To be honest, I had a fleeting moment where I thought, “I never will.” And yet, in my heart I love what I do; I’m proud of the choices I’ve made in my career, but the list made me feel less than a few minutes.
New Dentists: The degree and diploma make you the dentist, and unless you have a horrific/serious issue that comes up, you will always be a dentist. You determine the trajectory of your career. If you’ve been out and don’t like patient care, do something else. Please don’t look to your peers and feel like you are committed to full-time private practice, the ultimate path of the practice owner to be the definition of success.
Let’s really celebrate the options in our career. Spend some time alone. Maybe this means not talking to dentist friends and co-workers, or maybe going off social media for a while. Take a closer look at your life and career to find out who you are, what your needs are, and what you really want in life and your career. How much money do you really need to be happy and live the life you want?

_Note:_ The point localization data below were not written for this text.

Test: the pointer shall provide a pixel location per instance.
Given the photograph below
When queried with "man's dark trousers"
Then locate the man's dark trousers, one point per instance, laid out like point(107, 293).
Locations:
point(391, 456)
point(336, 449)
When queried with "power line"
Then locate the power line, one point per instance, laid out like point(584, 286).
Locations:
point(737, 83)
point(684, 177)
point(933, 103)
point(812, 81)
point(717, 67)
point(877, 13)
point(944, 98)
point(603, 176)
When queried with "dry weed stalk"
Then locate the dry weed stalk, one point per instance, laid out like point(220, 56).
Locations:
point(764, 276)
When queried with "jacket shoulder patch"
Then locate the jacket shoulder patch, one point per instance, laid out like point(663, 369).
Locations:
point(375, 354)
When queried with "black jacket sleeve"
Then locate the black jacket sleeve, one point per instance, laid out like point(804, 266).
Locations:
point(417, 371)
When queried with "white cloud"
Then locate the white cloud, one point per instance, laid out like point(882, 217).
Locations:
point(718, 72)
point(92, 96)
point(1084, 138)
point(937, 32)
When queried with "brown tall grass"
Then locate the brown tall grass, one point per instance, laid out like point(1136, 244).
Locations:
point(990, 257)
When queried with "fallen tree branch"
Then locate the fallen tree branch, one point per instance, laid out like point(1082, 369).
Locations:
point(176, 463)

I had no idea how much patient care affected me until I was in dental school working on the clinic floor, working with students, and I realized I didn’t have a million thoughts in my head. I didn’t understand what it was doing to me until I realized I felt physically lighter and relieved. Like I said, I loved being in patient care.
For me, that old saying of “do what you love and you’ll never work a day in your life” came out when I started out in academia. I don’t feel like I’m working. I would even go so far as to describe the feeling as peaceful when I am on the clinic floor.

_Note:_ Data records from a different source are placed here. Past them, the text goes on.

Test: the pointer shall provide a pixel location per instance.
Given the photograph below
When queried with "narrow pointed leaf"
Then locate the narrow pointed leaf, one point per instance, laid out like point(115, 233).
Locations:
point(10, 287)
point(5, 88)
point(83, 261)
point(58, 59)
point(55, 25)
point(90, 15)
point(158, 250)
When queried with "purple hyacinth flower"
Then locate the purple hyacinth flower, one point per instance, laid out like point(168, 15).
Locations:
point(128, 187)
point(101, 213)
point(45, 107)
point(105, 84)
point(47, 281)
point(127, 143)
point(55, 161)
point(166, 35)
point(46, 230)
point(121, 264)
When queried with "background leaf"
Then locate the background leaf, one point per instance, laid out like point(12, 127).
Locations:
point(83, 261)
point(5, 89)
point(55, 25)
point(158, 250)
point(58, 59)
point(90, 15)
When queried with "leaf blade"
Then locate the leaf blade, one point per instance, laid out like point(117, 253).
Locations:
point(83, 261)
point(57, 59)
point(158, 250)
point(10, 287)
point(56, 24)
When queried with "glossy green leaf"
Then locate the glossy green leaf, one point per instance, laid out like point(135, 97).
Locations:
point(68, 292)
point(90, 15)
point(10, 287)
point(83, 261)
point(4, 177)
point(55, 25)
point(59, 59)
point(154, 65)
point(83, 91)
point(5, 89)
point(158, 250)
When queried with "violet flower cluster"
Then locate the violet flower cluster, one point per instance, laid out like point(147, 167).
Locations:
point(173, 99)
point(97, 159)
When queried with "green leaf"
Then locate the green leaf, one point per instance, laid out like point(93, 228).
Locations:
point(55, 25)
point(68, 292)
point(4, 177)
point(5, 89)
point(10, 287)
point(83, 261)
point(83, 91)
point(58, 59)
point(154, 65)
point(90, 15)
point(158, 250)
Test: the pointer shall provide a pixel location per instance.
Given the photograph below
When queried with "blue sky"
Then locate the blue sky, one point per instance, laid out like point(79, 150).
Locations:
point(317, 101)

People say you have to open your own practice to do things “your way” and not be accountable to anyone. That’s fine. We’re not all built to bear the weight of the stress that comes with being a practice owner, and that’s okay.
Life is short, but you don’t know it until something comes up to show you how short it is. A classmate of mine died of cancer last year when he was in his early 40s. Can you imagine if he had spent his years practicing unhappily because he felt his career should have looked a certain way? You are the captain of your ship. Make it a ship that suits your individual journey.
Let’s really celebrate our career and all the options and versions of success it offers us.
dr. Elizabeth Simpson is a general dentist from Indianapolis, Indiana. She attended Tufts University School of Dentistry for her dental education. After graduating, she completed a one-year GP course at Meharry Medical College School of Dentistry. She is now a clinical assistant professor at Indiana University School of Dentistry. She serves on the American Dental Association Council on Advocacy for Access and Prevention, on a diversity task force at the Indiana Dental Association, and a guest blogger at the ADA New Dentist Now Blog.